Drum Synthesis from Expressive Drum Grids via Neural Audio Codecs
This work addresses the problem of realistic drum audio generation from symbolic representations for music production and research, but the results are incremental as it applies existing codec-token prediction to a new domain.
The authors propose a Transformer-based system that converts expressive drum grids (MIDI with microtiming and velocity) into drum audio by predicting discrete codes from neural audio codecs (EnCodec, DAC, X-Codec). Evaluated on the E-GMD dataset, the method achieves effective drum synthesis, establishing codec-token prediction as a viable approach for percussive audio generation.
Generating realistic drum audio directly from symbolic representations is a challenging task at the intersection of music perception and machine learning.
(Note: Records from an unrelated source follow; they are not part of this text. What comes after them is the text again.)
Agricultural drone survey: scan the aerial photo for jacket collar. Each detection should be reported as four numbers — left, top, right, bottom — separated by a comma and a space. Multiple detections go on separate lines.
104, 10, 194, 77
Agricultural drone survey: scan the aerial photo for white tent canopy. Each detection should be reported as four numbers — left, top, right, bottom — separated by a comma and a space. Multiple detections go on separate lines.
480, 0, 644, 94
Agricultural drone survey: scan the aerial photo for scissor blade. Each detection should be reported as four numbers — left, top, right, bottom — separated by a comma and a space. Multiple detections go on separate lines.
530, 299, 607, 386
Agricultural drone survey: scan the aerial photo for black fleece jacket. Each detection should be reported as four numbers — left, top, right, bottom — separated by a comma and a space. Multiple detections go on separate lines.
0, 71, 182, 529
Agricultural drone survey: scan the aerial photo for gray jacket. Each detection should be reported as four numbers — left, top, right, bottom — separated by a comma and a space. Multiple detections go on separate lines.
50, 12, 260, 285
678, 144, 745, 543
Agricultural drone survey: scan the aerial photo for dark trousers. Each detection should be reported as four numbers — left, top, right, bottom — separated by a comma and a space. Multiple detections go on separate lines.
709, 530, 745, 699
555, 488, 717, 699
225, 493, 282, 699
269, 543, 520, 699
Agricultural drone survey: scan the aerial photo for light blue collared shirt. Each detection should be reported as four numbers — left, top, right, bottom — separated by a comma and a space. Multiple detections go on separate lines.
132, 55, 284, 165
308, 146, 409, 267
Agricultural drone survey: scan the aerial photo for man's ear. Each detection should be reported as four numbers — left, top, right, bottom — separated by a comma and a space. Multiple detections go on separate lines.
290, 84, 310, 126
We propose a system that transforms an expressive drum grid, a time-aligned MIDI representation with microtiming and velocity information, into drum audio by predicting discrete codes of a neural audio codec. Our approach uses a Transformer-based model to map the drum grid input to a sequence of codec tokens, which are then converted to waveform audio via a pre-trained codec decoder. We experiment with multiple state-of-the-art neural codecs, namely EnCodec, DAC, and X-Codec, to assess how the choice of audio representation impacts the quality of the generated drums. The system is trained and evaluated on the Expanded Groove MIDI Dataset, E-GMD, a large collection of human drum performances with paired MIDI and audio. We evaluate the fidelity and musical alignment of the generated audio using objective metrics. Overall, our results establish codec-token prediction as an effective route for drum grid-to-audio generation and provide practical insights into selecting audio tokenizers for percussive synthesis.